花王のプレステージブランド「エスト(EST)」は10月10日、ベーシックラインでブランドを象徴する“ザ ローション”と乳液をリニューアル発売する。刷新は8年ぶり。乾燥が進行する日本で、“砂漠スキンケア”としてアプローチする。
“ザ ローション”は、2000年のブランド立ち上げと同時に発売されたシグネチャーアイテムで、過去に04年、17年と計3回のリニューアルを重ねてきた。現行モデルは米・モハベ砂漠での実験を通じ、極度の乾燥環境下でも潤いを保持することを確認。「究極の保湿化粧水」として展開し、高い支持を獲得している。
「砂漠スキンケア」を
アタカマ砂漠で実証
新製品は「潤いを超えた肌」として、水を留めて潤いとハリに満ち続ける肌を目指し新成分を開発。エジプト砂漠の塩湖に生息する極限環境生物と、極度の乾燥下で干からびても生き続ける生物「ネムリユスリカ」が生み出す成分、さらに花王が長年研究してきた保水技術を融合した。
製品開発に際して、開発担当者や清原麻紀子ブランドマネジャーら4人で、世界で最も乾燥した地としてギネス世界記録に認定されている南米チリのアタカマ砂漠での実証試験を敢行した。現地の湿度はわずか9.2%、気温20度という条件下で化粧水と乳液を塗布し、6時間後の水分保持力やキメ、ハリの変化を測定した。
「塗布前の目はシワシワ、頬はパキパキ。体感としても水分が蒸発するのがわかった。
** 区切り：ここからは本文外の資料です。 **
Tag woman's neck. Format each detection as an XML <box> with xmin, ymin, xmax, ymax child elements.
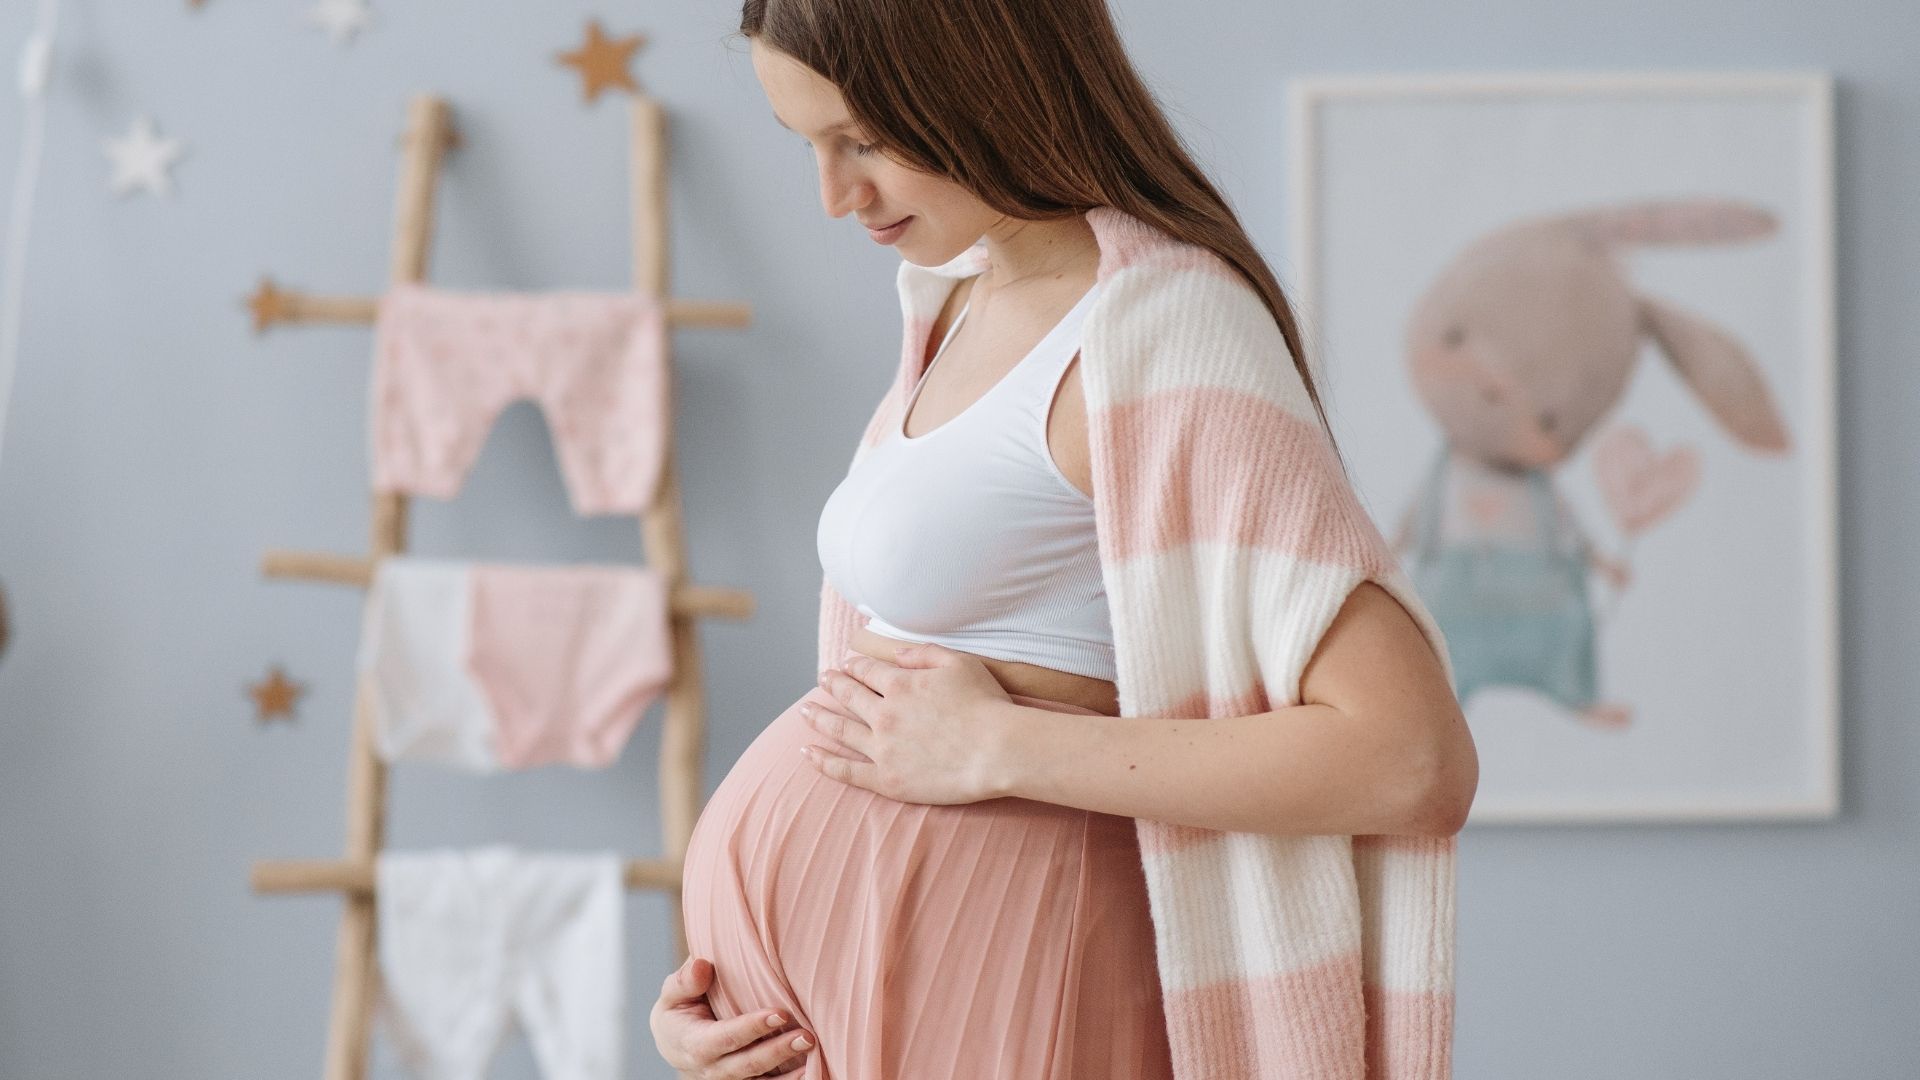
<box><xmin>976</xmin><ymin>212</ymin><xmax>1099</xmax><ymax>291</ymax></box>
身の危険を感じた」(担当者)という過酷な環境下でも、新製品は6時間後まで高い水分量を維持したという。帰国後はアタカマ砂漠の環境を国内で再現し、繰り返し実験。従来品と比較しても明確な水分保持力の向上が確認された。「実証結果は、これ以上ない確信に変わった」と自信をのぞかせる。
清原ブランドマネジャーは、「進化し尽くした化粧水研究の中で、あえて原点に立ち返り、なおかつその限界を超えることができた」と手応えを語る。
新“ザ ローション EX”は、キメを整えるタイプ、明るさタイプ、もっちりタイプの3種(140mL、各6930円/レフィル130mL、6380円)をそろえる。“ザ エマルジョン EX”は、乾燥、明るさ、ハリに対応する3種(120g、7370円/レフィル120g、7040円)を用意する。
初年度の売上目標は前年比1.3倍。新規顧客数では同10倍増を掲げる。“ザ ローション”は中国の消費者にも認知度が高く、越境ECでの販売拡大にも取り組む。